Los backlights de Horacio Inchausti desafían los límites de un medio concebido tradicionalmente como el registro melancólico de lo que ya ocurrió.
Esto no implica que este artista renuncie al pasado, sino que vuelve a él para explorar los orígenes líquidos de la fotografía cuando era necesario algo más que un click. Pero sus fotos, además de imágenes, son objetos cuya evidente materialidad remite al tipo de investigación que, durante las últimas tres décadas, fotógrafos modernistas como Jeff Wall, Andrea Gursky o Thomas Demand llevaron a cabo para colocar a la fotografía a la altura de la pintura y de la escultura minimalista en los principales museos y galerías del sistema global del arte. Sin dudas, los backlights de Inchausti pueden ser leídos en esta clave.
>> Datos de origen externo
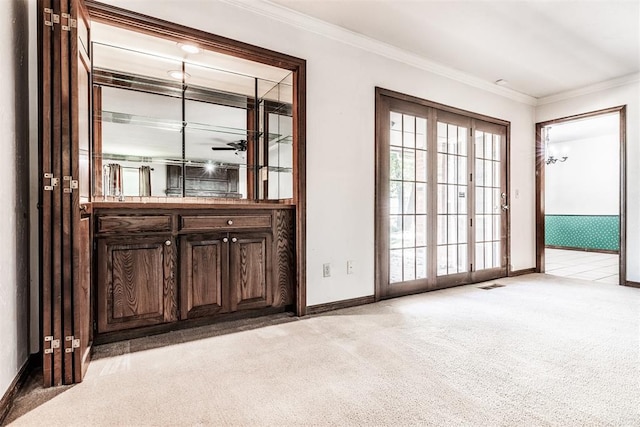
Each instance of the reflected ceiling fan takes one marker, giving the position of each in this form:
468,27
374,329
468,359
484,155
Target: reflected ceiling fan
237,146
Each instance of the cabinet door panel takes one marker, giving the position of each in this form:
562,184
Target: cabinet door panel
205,270
136,285
250,271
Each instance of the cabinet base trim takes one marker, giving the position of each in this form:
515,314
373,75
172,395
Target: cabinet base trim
110,337
522,272
336,305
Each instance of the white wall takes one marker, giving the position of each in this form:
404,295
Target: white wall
588,182
629,95
340,137
14,192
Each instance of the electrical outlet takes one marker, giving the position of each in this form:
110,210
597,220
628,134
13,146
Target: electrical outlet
350,267
326,270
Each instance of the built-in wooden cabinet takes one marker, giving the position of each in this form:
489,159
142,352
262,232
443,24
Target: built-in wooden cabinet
170,265
137,282
205,273
250,267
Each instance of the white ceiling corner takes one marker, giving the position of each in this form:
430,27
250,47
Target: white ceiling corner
308,23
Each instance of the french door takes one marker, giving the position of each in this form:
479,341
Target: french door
64,74
441,199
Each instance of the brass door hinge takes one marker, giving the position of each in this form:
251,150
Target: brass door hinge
70,184
68,22
75,343
53,183
53,344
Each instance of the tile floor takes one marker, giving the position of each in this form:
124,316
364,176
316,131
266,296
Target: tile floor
583,265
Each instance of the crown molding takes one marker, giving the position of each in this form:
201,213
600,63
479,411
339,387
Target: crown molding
608,84
334,32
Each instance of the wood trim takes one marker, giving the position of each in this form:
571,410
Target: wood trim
438,106
568,248
6,402
300,184
540,183
337,305
143,331
388,100
522,272
160,28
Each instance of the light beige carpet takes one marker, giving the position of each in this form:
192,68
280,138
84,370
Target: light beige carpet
540,351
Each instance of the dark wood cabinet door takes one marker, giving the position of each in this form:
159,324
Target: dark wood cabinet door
204,261
250,270
136,282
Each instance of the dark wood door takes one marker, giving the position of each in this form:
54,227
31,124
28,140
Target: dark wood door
79,338
204,276
250,270
136,282
64,75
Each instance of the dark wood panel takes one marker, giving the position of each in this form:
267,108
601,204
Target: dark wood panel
250,271
131,223
284,240
136,271
204,277
136,283
515,273
231,221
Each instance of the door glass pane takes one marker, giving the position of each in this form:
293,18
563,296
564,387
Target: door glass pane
409,234
421,198
421,263
442,261
421,133
421,230
395,266
409,264
408,197
409,165
442,229
452,262
463,265
452,229
395,231
395,197
421,165
395,163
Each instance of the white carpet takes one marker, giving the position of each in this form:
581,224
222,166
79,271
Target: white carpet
541,351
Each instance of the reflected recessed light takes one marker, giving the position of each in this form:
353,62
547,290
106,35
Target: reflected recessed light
178,75
189,48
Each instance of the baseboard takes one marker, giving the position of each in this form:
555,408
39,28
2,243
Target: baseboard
16,385
336,305
568,248
522,272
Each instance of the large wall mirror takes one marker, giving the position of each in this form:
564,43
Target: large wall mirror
177,120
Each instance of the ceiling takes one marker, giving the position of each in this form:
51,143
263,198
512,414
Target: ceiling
540,47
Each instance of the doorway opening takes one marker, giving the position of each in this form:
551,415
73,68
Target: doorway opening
581,196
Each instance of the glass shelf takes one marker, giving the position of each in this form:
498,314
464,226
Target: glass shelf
178,126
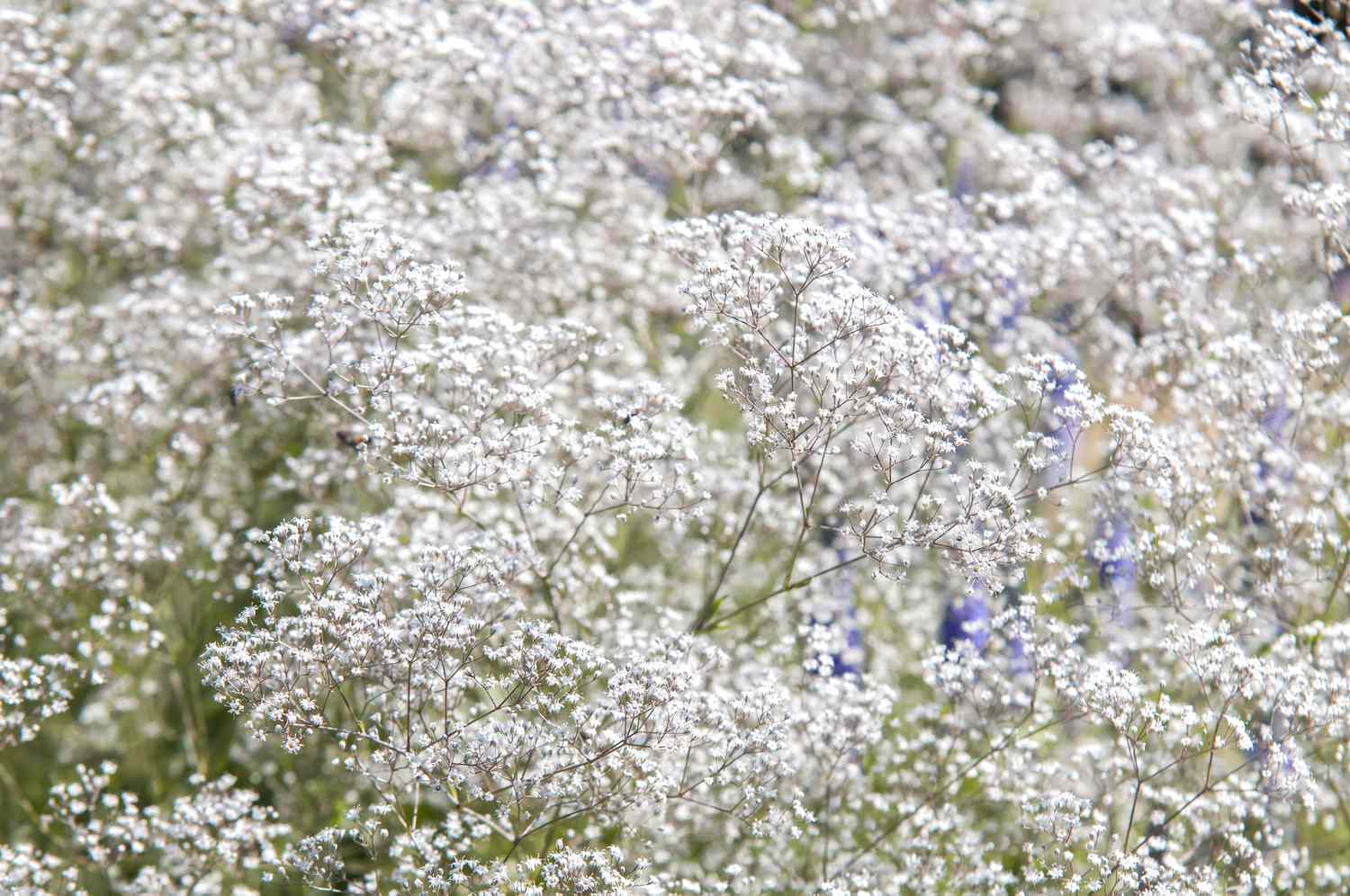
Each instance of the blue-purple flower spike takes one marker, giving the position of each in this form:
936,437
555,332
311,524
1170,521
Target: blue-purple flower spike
967,618
1061,467
842,612
1271,475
Sin embargo, hay algo que diferencia su práctica de la fría cerebralidad de sus contrapartes del Norte y es el modo en el que la memoria de su propia vida en Río de Janeiro es visualmente desintegrada en partículas para ser materialmente atomizada por soportes metálicos de luz cuya producción no fue tercerizada sino que fue concebida como una parte fundamental del proceso artístico.
Así, lo granulada de sus imágenes marea la linealidad del presente para hacer estallar por el aire (¿atomizar?) el nihilismo modernista transformándolo en algo más productivo, personal y esperanzador. En la madurez de su vida, Inchausti fabrica objetos que en el proceso de su manufactura constituyen una experiencia pasada que sólo puede ser concebida como una llave hacia futuros posibles.